Keeping Your Head In The Story

I wound up writing for about 7 hours yesterday (with interruptions to cook stuff, serve dinner, and deal with a few catch up matters).  I wrote 2713 words, which may not sound like a lot to some people, but may possibly be as many as I managed in the entire month of December.  It was such a lovely day.  Sleep in.  Leisurely cup of tea.  Work out AFTER I’m actually conscious.  And then nothing but writing, all day.  After which I finished reading Melissa Francis’s Bite Me (which I’d been saving for when I needed a laugh–she definitely delivers!).  I can’t help but wish we’d be struck by a real blizzard (we got, grand total, 20 minutes of “ooooh  pretty!” snow, then rain, then nothing) so that I’d get another 3 or 4 days of this.  I could actually finish this novella under those conditions.  My soul feels nourished, my sanity restored.  To those of you fortunate enough not to require a day job or three, I envy you.

I think that’s one of the biggest frustrations (and, if I’m honest, resentments–I resent the hell out of every minute of those day jobs for taking me away from what I want to do) for me as a writer.  That I do have that day job or three, and it pulls my head out of the story much of the time.  I’m not good at multitasking my fiction.  I can’t just change lanes from business/research/academic writing and jump back into whatever my current story is.  That would be like the mental equivalent of shifting off a multi-lane, stacked up Dallas interchange onto a meandering dirt road at 90 mph.  It takes time, which is at a premium.  At least half of my writing time each day is spent trying to get my head back where it needs to be.

So that’s something I want to work on this year–finding a way to juggle the stuff I can’t throw away while keeping my head more firmly in the game, keeping myself closer to the story in order to cut down on the reset time and maximize the writing time.  Because I have dreams, by damn.  And the more productive I can be, the faster I’ll be able to drop some of the non-writing stuff off my plate.

Any suggestions?  How do you keep your brain on the story when you have to pay attention to other stuff?  How do you keep yourself prepped to write whenever you have a spare five minutes?

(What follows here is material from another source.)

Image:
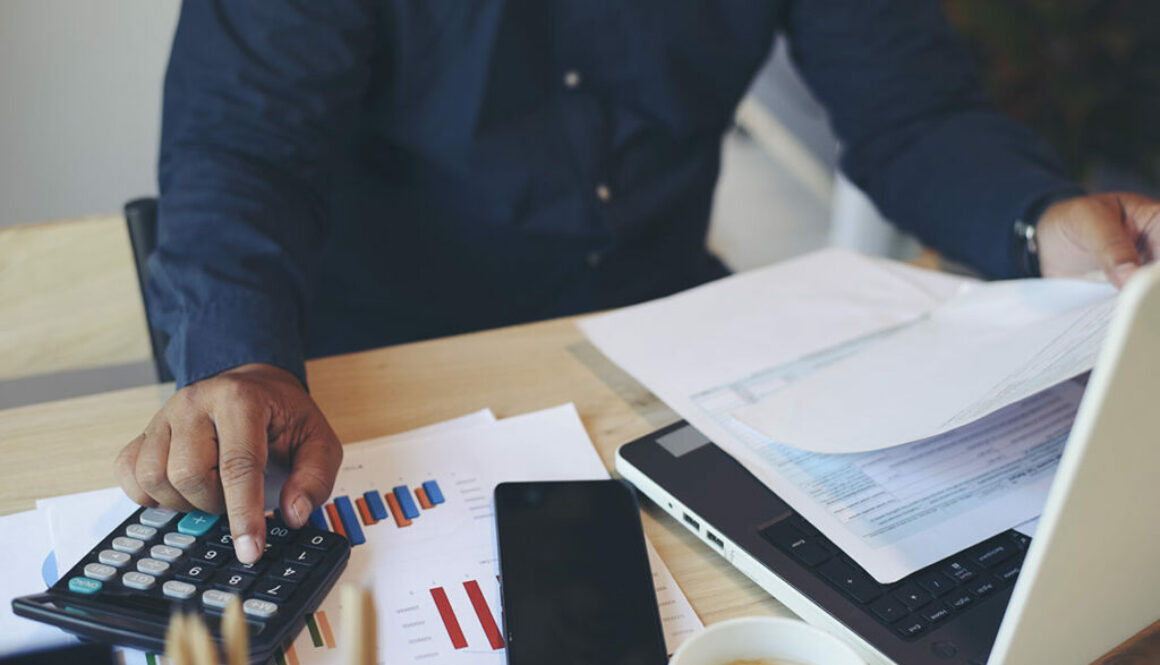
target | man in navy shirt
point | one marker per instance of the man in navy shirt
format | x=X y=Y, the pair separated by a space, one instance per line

4 thoughts on “Keeping Your Head In The Story

  1. I don’t which is why I’ll never be published, LOL.

    I am one of those without the day job but I’ve got 4 kids to plan around…if planning and kids can even go in the same sentence! Sad thing is…Maria Zannini and I commented about this on her blog…I was more organized and got more things done when I worked outside the home.

    But I’m like you in that I can’t multitask my fiction…whether I’m reading it or writing it…which is likely why the story I wrote in August (whose characters I’m still madly in love with) is still waiting for revision, why my NaNo story is mostly gibberish, and the story that got me back into writing (because now that I’m home all day maybe I can play with that dream again) is a structureless mass.

    Good luck finding a happy medium!

  2. Yes, that is the problem, isn’t it?

    I’m self-employed, which has its blessing and its challenges. I can write, and sometimes I do write at work. As long as none of my eployees see me do it – I don’t want them thinking it’s all right for THEM to not work, because it isn’t. I’m paying them!

    The trouble is that whenever Lovely Customer or Joe Jackass wants to, they can come in, or call, and interrupt my train of thought, pull me out of the story, and piss me off. And I’m supposed to act like I’m happy to see them! I resent that I need them, because I want to write, dammit. It angers me that I have no time that is mine – not even a lunch break when I can be simply unavailable. If the phone rings, Yours Truly must answer.

    This year, I’ll be joining you on the quest to make room for writing in my life. I keep trying to talk myself into getting up early, and I’m so far not awfully good at that. Early morning is when my daughter and I do our very best world-class snuggling, and she’s growing up so fast. And it’s dark, and warm under the covers. You see?

    1. Snuggles are infinitely important. Mine are with my dogs, (and thus far Callie is very very mad at me for replacing a chunk of morning cuddles with mommy exercise). Plus, writing in the early morning won’t work for me because my brain doesn’t come online for several hours.